The post had more than 500 comments as of Friday, with most supporting Frye. The few dissenters argued that the podcasters are simply telling stories and that they aren't trying to be journalists, who are trained to attribute information to sources.
"Journalists follow a strict code of ethics. We ALWAYS cite our sources or share where our information came from. You, on the other hand, are just making money off of the victims of crime and tragedy," Frye wrote.
There was no response from the podcasters for four days.
The online Podcast Business Journal was the first to publish an article about the post on Thursday.
Friday morning, Variety reported on its website that Flowers had sent the magazine a statement: "We recently made the decision to pull down several episodes from our main feed when their source material could no longer be found or properly cited. Since then, we've worked to put additional controls in place to address any gaps moving forward. Our work would not be possible absent the incredible efforts of countless individuals who investigate and report these stories originally, and they deserve to be credited as such. We are committed to working within the burgeoning podcast industry to develop and evolve its standard on these kinds of issues."
Turns out Frye may not be the first person to accuse Crime Junkie of lifting material. The Variety report said that Robin Warder, host of a true-crime podcast titled The Trail Went Cold, wrote about another death on Reddit in 2015. She told the magazine that in a May 2018 Crime Junkie episode, "Ashley Flowers is practically reading [from the Reddit post] verbatim without credit."
Variety also reported that another listener posted on Reddit in June that an episode about a missing Oklahoma girl was almost a "word for word copy" of a 2018 episode of an Investigation Discovery TV show about the case.
The magazine says Crime Junkie has taken five episodes down from its website so far.
Is that enough for Frye? "Yes, I'm glad the Crime Junkie podcasters took down not only the episode in which they neglected to credit me or the Arkansas Democrat-Gazette, but also other episodes that might be challenged by podcasters and newspaper or broadcast journalists.

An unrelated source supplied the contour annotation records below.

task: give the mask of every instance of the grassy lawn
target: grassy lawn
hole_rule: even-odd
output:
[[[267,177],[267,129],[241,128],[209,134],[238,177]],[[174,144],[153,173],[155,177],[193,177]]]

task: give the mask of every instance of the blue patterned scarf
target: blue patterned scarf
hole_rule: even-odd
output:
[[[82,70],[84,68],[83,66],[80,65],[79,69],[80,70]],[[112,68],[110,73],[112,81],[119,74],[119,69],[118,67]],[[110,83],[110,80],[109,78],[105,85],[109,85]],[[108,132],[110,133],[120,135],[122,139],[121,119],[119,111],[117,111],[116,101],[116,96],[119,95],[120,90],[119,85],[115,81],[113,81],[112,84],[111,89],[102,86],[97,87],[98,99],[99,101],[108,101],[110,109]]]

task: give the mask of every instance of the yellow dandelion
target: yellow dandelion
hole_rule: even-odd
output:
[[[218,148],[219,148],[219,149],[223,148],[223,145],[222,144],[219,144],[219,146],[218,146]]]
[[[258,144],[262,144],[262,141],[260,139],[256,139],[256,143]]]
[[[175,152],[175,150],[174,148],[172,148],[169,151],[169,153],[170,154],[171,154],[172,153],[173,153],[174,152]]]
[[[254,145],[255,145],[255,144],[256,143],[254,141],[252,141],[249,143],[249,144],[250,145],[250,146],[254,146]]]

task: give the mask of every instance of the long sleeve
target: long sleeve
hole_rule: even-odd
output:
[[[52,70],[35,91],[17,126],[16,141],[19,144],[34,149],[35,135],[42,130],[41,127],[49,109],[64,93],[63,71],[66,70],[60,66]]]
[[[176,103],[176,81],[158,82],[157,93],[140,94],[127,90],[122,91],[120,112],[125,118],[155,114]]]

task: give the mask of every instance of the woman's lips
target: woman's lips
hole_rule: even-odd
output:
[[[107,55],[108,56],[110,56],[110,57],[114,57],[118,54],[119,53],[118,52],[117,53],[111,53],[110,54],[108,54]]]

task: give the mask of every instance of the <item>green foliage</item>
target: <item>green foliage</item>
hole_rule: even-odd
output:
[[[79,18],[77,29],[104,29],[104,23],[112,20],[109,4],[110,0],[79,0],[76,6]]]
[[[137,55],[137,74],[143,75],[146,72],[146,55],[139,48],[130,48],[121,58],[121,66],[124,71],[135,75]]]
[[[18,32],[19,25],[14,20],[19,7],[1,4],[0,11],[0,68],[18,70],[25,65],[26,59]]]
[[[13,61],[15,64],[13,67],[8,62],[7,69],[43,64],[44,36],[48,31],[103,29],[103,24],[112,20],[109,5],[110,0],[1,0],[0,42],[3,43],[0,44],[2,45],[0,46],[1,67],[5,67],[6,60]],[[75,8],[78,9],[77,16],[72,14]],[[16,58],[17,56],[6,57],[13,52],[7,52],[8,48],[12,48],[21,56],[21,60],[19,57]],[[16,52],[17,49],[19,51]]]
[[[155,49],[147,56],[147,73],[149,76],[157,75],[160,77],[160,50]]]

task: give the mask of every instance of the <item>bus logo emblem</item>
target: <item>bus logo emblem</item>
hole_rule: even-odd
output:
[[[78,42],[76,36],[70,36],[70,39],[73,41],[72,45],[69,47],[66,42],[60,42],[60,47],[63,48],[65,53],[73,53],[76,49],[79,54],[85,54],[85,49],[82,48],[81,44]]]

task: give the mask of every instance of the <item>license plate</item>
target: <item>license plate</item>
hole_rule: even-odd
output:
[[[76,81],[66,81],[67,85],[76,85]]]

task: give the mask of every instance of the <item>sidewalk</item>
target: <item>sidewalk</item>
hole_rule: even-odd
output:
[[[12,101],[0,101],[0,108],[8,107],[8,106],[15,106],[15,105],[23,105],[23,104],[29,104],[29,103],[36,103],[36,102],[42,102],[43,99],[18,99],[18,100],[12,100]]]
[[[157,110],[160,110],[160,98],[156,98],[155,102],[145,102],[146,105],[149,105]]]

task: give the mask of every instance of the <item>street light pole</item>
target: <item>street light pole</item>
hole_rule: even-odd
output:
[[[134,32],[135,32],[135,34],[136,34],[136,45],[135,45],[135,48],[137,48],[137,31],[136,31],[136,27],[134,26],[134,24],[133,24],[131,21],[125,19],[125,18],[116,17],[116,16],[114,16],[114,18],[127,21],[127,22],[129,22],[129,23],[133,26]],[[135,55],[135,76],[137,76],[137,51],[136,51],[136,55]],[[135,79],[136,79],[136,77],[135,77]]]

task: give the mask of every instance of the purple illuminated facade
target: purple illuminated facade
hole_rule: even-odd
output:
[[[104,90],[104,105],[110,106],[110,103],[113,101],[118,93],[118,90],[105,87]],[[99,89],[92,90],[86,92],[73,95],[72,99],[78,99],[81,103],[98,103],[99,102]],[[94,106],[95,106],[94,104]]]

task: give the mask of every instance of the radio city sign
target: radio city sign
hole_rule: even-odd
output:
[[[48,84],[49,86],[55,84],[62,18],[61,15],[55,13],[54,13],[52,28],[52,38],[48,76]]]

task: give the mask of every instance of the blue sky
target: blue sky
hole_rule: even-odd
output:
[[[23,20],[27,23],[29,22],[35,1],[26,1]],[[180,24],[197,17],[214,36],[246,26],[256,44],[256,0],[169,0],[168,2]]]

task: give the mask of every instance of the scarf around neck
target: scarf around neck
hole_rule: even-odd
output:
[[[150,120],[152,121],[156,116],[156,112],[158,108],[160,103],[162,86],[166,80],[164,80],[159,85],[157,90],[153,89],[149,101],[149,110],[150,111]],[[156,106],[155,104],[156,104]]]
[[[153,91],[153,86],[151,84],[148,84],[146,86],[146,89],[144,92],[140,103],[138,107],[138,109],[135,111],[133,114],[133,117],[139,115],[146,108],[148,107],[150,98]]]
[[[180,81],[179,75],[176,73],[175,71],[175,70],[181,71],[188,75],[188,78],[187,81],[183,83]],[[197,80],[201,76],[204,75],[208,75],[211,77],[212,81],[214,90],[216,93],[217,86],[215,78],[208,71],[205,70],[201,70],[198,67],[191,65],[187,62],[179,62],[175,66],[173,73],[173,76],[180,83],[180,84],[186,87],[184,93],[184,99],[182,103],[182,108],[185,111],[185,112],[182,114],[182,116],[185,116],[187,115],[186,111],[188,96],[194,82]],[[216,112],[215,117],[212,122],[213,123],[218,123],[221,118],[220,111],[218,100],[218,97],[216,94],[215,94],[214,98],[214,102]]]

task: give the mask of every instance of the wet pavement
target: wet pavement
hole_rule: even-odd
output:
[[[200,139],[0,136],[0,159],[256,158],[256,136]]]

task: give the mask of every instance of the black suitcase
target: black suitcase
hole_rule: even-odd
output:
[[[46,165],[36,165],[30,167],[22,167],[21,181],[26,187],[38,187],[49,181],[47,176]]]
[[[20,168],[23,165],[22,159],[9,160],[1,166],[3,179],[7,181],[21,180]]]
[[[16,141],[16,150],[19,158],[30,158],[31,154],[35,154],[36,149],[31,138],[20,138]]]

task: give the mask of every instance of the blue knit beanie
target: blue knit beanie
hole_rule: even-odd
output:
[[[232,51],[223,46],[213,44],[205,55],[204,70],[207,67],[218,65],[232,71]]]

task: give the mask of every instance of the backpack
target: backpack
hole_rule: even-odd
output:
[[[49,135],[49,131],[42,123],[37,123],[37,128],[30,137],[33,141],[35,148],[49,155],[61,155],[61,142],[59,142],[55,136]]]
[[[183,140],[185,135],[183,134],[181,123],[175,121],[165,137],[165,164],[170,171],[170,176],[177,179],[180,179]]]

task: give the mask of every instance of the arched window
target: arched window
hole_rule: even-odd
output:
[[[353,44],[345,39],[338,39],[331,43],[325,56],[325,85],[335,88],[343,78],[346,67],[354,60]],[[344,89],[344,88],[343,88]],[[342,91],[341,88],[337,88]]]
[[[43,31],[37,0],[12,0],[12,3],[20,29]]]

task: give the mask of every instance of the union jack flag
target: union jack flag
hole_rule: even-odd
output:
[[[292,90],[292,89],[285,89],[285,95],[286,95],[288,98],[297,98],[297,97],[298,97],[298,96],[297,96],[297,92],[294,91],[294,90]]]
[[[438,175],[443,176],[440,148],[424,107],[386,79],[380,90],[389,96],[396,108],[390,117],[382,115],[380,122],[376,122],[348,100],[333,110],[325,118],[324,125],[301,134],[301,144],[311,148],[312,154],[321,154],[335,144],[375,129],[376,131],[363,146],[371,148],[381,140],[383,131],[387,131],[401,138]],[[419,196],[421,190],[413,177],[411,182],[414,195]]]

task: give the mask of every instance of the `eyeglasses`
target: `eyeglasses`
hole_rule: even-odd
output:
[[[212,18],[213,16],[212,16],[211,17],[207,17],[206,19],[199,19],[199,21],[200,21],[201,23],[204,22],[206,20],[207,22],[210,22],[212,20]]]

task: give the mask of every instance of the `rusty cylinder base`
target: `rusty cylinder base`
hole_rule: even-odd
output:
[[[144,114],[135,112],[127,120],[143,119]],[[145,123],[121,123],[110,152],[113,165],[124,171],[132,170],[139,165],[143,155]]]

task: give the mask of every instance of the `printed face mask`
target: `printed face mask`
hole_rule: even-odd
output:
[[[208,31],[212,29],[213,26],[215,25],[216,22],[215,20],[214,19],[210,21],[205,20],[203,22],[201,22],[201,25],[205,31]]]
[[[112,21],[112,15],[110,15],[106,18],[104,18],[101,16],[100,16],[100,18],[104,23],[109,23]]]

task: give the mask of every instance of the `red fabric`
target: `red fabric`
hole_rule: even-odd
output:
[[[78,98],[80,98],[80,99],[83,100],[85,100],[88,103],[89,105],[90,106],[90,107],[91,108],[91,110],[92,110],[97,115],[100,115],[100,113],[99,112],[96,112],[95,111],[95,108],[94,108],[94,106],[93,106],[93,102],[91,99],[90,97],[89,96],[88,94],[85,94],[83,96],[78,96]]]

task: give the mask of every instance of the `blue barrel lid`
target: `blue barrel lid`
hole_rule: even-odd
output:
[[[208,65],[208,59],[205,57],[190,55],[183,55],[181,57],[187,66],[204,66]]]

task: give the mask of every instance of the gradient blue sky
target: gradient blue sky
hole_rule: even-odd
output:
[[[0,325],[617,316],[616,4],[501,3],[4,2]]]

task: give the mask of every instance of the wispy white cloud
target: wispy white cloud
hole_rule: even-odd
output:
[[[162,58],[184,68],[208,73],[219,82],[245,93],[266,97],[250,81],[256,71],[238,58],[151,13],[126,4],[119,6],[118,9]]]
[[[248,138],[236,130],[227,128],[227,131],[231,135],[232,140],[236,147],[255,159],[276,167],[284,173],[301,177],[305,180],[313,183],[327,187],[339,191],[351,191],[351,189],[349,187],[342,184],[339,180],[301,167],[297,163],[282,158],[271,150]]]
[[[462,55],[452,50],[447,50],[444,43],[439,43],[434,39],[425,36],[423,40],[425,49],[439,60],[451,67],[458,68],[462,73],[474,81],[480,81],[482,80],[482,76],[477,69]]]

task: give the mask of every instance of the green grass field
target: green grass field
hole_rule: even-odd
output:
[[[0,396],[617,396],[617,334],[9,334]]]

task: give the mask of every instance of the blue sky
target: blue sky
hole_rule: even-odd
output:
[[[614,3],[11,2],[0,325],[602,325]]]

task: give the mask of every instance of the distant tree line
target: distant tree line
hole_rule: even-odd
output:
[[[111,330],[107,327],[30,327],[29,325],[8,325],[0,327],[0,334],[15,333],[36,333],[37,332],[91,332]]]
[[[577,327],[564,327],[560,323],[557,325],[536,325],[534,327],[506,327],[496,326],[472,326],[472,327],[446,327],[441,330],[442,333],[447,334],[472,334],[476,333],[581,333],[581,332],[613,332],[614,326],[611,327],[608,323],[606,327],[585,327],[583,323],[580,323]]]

"I feel some sense of validation after learning that other people came forward with accusations identical to mine. Do I feel vindicated? No. In a statement issued days after I made my allegations public, and only under duress, the Crime Junkie podcasters did not apologize or acknowledge that they haven't been citing sources or crediting journalists or their fellow podcasters. Instead, they claimed that their 'source material' could no longer be found, contending that this is why they were suddenly — and in secrecy — deleting episodes from their website. Their 'explanation' is clearly untrue, as my series remains on the Arkansas Democrat-Gazette's website and was published in a book by the American Society of Newspaper Editors. I mean, this pair of podcasters clearly had no problem finding my series when they decided to steal from it.
"They might be more careful in the near future, at least until the storm dies down. Have they learned anything from any of this? Highly unlikely."
David Bailey, managing editor of the Arkansas Democrat-Gazette, said the paper is satisfied that the episode had been removed and no further action is planned.
"I'm glad Cathy prevailed. She's immensely talented and deserves respect for the work she has produced," Bailey said.